Naturally occurring nucleic acids like DNA and RNA perform many biological functions, from information storage to catalysing reactions. About a decade ago, biochemists came up with a new use for such molecules: DNA origami. Long strands of DNA can be designed so that they fold into 2D or 3D shapes that could deliver drugs to where they are needed in the body, among other things.

But there’s a problem. DNA and RNA aren’t very stable in the body, due to our own protective enzymes, and DNA origami structures run the risk of falling apart before they can complete their job.

Now Alex Taylor and Philipp Holliger at the MRC Laboratory of Molecular Biology in Cambridge, UK, and their colleagues, have a solution: xenonucleic acids.

Known as XNAs, these contain the same genetic bases – adenine, thymine, guanine, cytosine and uracil – on which DNA and RNA rely for coding hereditary information. What’s different is the sugars used to string it together: XNA has a backbone made of artificial molecules.
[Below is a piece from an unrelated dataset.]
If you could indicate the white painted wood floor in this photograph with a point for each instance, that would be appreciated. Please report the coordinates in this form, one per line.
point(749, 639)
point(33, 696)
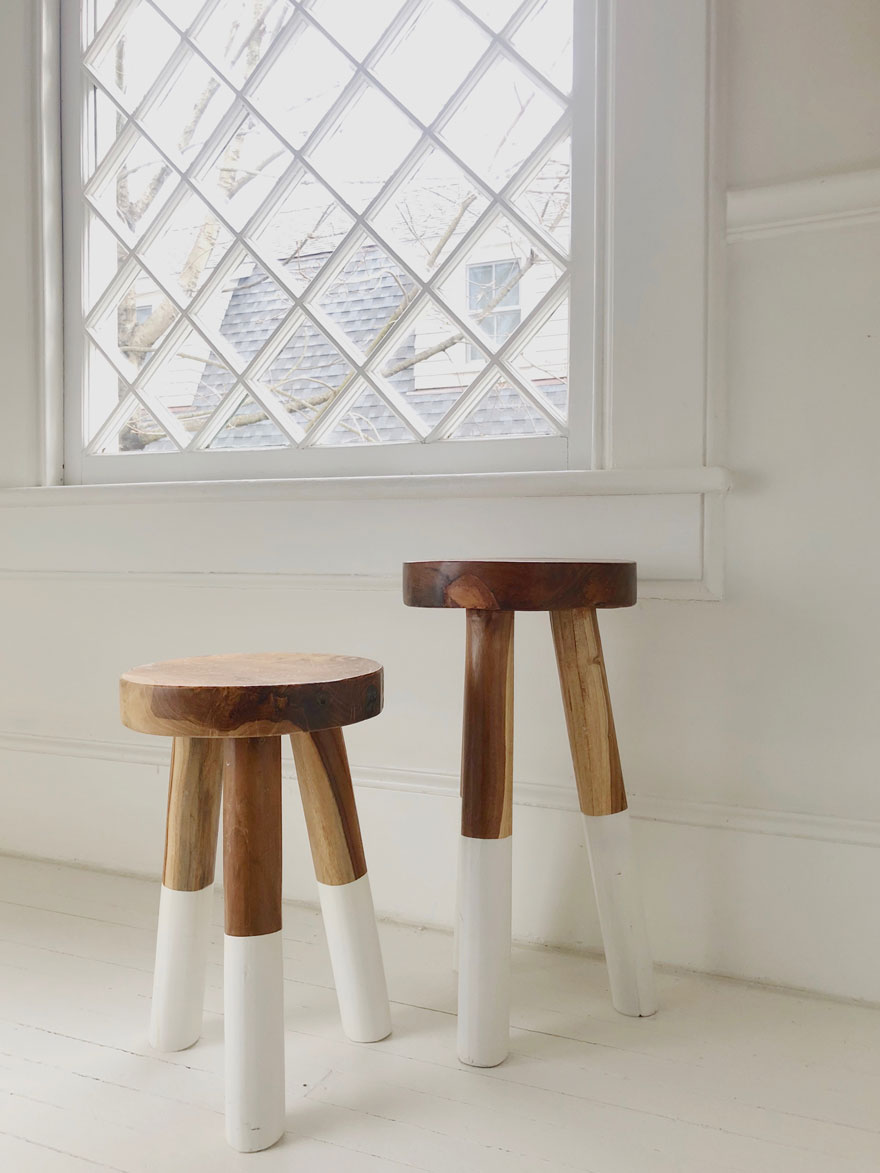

In some forms of these XNAs, the synthetic backbones cause the genetic base pairs to form stronger bonds between each other than they do in DNA, so they should be less likely to break up in the body. To test whether these shapes will last longer, the team immersed some of their XNA tetrahedra in samples of blood serum at body temperature. They were still intact after eight days, while tetrahedra made from DNA fell apart in just two days.